The present study showed that the risk of dementia increased even among individuals who had retinopathy but neither hypertension nor diabetes mellitus. Because of the limited sample size, it cannot be ruled out that the observed association merely reflects the play of chance. However, our findings in individuals without either hypertension or diabetes mellitus may be supported by some previous studies. The Atherosclerosis Risk in Communities Study also reported that retinopathy was associated with a greater decline of cognitive function among individuals without hypertension or diabetes mellitus30,34. Some population-based studies have described that approximately 1–5% of people without hypertension and/or diabetes had signs of retinal abnormalities, and these signs appeared to be aging35,36. In the present study, the individuals with retinopathy were likely to be older than those without hypertension and diabetes mellitus, although there was no evidence of a significant difference in other risk factors between individuals with and without retinopathy in Supplementary Table S3. The pathological studies suggested that both the retinal37,38 and the cerebral39,40 microvascular structures may occur in similar changes with aging. Together with these previous studies, the significant association in individuals without either hypertension or diabetes may reflect age-related changes in the microvascular structure.

With regard to the subtypes of dementia, the presence of retinopathy was significantly associated with a higher risk for the development of AD. The exact mechanisms underlying this association remain unclear, but the cerebral neurodegenerative changes leading to AD may result in similar pathological changes in the retinal microvasculature. Decreased retinal circulation has been reported in studies of patients with AD41. Neurotoxicity due to the accumulation of amyloid-β in the retinal vasculature may also cause damage to vascular epithelial cells, leading to retinal microvascular damage42. Meanwhile, the present study demonstrated that the presence of retinopathy was likely to have a higher risk for the development of VaD, but this association was not statistically significant, probably due to the limited event cases. Further prospective studies will be needed to clarify the issue related to the subtypes of dementia.

There are potential limitations that should be noted. First, the present study used one retinal examination at baseline, but not during the follow-up period.
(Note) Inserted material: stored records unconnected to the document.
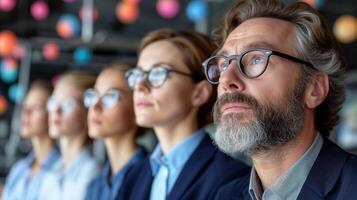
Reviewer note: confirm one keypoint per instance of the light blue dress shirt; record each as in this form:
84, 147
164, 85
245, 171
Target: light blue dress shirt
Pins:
20, 184
106, 186
166, 168
70, 183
This may have led to some misclassification in the presence or absence of retinopathy. Second, we were unable to exclude the possibility that participants with prodromal dementia were included at baseline in the present analysis. Nonetheless, the inclusion of such participants would not have affected our main findings, since an excess risk of dementia was still observed in individuals with retinopathy in the sensitivity analyses after excluding dementia cases or death occurring within the first 2 years of follow-up in Supplementary Table 2. Third, we could not perform a detailed analysis regarding the association between the retinopathy and the subtypes of dementia or the association between each component of retinopathy and the dementia risk because of the limited sample size. Fourth, the generalizability of our findings may be limited, because the present study was conducted in only one community in Japan. The incidence rate in this study tended to be higher than in previous studies, and this might be due to the relatively older participants in this study, the difference in the survey method of dementia and the difference of race. Therefore, the findings of this study should be validated in other regions and countries.

In conclusion, the analysis of prospective longitudinal data from a general older population of Japanese revealed that the presence of retinopathy was significantly associated with the development of dementia in the study population. Our findings highlight the idea that the assessment of retinopathy by fundus photographs, which can noninvasively and conveniently visualize microvascular signs in the eye, might provide useful information for identifying high-risk individuals.